Simalungun | mediasinarpagigroup.com – Suasana khidmat namun penuh semangat menyelimuti Gedung MUI Simalungun, Kecamatan Siantar, Sumatera Utara, Sabtu (2/5/2026). Di gedung ini Al Jam’iyahtul Washliyah Kabupaten Simalungun menggelar Musyawarah Daerah (Musda) ke XII Tahun 2026.
Acara ini dihadiri langsung oleh Bupati Simalungun, Dr. H. Anton Achmad Saragih, beserta jajaran Forkopimda, tokoh masyarakat, dan ulama. Musda kali ini mengusung tema yang sangat mendalam, yaitu “Mengukuhkan Konsolidasi, Meningkatkan Kepedulian, dan Merawat Integritas Kader Al Washliyah”.

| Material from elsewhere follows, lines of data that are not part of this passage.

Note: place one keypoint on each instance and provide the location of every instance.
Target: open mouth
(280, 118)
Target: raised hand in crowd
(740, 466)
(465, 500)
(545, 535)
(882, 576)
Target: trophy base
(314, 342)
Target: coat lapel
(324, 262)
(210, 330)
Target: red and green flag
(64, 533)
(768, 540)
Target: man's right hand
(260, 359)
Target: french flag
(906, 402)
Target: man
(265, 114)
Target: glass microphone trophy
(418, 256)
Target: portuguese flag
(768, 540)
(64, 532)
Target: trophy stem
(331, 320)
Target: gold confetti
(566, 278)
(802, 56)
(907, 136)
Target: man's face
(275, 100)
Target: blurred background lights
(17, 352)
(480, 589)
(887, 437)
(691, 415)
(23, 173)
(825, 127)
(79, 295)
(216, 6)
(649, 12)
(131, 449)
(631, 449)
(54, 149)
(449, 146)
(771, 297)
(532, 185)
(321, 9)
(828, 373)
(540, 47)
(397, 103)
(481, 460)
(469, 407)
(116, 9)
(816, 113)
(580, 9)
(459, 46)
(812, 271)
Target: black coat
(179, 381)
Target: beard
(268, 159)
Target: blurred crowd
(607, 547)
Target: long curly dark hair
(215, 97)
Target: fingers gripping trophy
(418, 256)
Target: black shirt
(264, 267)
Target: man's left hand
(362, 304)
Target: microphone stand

Tema tersebut bukan sekadar slogan, melainkan penegasan komitmen kuat untuk menjaga sinergi harmonis antara ulama dan umara dalam membangun daerah.
Dalam sambutannya, Bupati Anton Achmad Saragih menegaskan bahwa Al Washliyah telah lama menjadi pilar penting dalam kehidupan berbangsa dan bernegara. Peran organisasi ini dirasakan sangat nyata dalam bidang dakwah, pendidikan, hingga sosial kemasyarakatan.

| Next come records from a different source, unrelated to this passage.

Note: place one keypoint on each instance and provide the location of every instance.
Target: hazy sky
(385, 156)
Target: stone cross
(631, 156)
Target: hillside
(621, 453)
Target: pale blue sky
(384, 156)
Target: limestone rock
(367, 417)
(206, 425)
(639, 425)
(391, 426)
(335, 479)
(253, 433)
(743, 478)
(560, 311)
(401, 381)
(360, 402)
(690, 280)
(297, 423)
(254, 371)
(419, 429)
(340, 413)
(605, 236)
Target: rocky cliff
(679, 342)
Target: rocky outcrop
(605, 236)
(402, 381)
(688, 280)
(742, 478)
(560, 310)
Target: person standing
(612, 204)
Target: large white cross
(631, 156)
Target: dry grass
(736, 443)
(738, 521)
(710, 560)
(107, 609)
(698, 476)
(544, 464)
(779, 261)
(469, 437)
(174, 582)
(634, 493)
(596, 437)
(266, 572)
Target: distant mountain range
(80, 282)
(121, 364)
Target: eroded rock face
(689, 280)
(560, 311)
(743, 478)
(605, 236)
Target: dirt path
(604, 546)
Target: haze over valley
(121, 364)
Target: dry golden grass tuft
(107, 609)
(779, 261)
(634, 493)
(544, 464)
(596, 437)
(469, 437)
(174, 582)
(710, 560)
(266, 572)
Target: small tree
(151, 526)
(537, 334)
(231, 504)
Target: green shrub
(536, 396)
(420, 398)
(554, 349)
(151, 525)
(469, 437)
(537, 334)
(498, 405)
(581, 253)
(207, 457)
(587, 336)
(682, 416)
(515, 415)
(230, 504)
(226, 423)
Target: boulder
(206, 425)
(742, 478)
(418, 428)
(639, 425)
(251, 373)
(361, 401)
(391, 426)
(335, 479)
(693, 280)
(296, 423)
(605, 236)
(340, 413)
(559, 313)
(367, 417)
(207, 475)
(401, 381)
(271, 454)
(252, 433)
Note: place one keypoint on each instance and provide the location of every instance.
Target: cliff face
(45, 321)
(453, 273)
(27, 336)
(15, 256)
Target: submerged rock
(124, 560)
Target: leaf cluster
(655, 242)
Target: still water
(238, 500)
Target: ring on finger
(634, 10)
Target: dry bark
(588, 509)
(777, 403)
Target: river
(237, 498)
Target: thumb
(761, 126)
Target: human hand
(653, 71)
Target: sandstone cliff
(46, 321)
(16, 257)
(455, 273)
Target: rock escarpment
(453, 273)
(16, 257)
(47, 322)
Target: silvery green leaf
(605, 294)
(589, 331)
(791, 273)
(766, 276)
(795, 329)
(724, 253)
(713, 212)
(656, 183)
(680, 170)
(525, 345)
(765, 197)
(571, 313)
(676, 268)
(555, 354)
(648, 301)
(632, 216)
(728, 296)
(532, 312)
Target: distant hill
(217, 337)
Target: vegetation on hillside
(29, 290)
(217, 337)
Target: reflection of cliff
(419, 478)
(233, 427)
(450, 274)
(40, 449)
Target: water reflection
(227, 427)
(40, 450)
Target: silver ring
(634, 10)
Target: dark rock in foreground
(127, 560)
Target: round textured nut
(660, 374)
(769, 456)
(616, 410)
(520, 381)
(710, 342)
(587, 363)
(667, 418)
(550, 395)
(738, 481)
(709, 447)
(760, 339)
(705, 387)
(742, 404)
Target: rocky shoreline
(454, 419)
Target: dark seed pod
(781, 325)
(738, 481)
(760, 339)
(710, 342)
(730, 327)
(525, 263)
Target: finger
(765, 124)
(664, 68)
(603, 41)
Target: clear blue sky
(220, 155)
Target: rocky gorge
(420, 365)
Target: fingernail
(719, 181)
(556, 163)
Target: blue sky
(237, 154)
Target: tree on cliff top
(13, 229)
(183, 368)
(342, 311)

Berdirinya berbagai lembaga pendidikan seperti madrasah dan pesantren, serta panti asuhan yang dikelola oleh Al Washliyah, telah berhasil mencetak generasi muda yang tidak hanya berilmu tinggi, tetapi juga berakhlak mulia dan memiliki rasa cinta yang mendalam terhadap tanah air.
“Pemerintah tidak bisa berjalan sendiri tanpa dukungan ormas Islam yang mengakar kuat seperti Al Washliyah. Atas nama Pemerintah Kabupaten Simalungun, saya memberikan apresiasi yang setinggi-tingginya atas terselenggaranya acara ini,” ujar Bupati.

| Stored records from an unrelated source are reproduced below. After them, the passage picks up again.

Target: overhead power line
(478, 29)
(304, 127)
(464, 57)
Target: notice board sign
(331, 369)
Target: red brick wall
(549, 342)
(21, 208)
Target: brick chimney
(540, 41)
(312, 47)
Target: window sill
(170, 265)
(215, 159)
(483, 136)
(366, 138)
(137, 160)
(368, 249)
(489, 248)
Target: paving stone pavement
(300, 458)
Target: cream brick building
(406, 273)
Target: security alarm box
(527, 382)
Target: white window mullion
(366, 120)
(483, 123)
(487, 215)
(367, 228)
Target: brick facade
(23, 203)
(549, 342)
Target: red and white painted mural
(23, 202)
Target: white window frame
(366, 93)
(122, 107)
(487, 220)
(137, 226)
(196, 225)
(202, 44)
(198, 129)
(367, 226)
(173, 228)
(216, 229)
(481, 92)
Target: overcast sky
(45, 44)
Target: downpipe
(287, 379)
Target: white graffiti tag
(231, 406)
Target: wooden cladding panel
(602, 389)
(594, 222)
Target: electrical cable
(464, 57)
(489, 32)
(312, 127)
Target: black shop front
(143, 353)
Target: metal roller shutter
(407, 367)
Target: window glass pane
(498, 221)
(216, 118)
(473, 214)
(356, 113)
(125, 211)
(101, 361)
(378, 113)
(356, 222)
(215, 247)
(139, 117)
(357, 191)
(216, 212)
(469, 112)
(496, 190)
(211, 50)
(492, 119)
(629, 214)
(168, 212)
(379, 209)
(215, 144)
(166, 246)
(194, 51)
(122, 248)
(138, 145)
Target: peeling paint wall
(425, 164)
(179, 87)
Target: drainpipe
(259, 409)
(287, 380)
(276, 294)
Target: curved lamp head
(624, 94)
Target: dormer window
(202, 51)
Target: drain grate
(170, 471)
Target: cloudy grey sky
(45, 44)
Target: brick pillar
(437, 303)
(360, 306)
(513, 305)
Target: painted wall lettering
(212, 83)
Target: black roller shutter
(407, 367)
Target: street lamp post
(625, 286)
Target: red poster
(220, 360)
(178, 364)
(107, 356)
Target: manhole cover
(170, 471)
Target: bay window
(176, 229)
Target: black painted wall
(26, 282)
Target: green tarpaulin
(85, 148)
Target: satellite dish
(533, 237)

Lebih jauh, Bupati menyoroti peran krusial organisasi ini sebagai mitra strategis pemerintah daerah. Al Washliyah dinilai sangat efektif dalam membantu pembangunan karakter, khususnya dalam pembinaan generasi muda dan penguatan nilai-nilai religius di tengah masyarakat yang mulai diuji oleh arus modernisasi.
Musda ini juga menjadi momen refleksi bagi seluruh kader untuk kembali mengingat hakikat berdirinya organisasi. Al Jam’iyatul Washliyah didirikan dengan tujuan mulia untuk memajukan dan menyebarkan ajaran Islam yang rahmatan lil ‘alamin.
Visi dan misinya pun jelas, yaitu menjadikan organisasi yang berkualitas dan produktif hingga ke seluruh penjuru negeri, guna mewujudkan keseimbangan hubungan vertikal dan horizontal (Hablum Minallah wa Hablum Minannas), serta menciptakan negeri yang aman, makmur, dan diberkahi (Baldatun Thoyyibatun wa Rabbun Ghafur).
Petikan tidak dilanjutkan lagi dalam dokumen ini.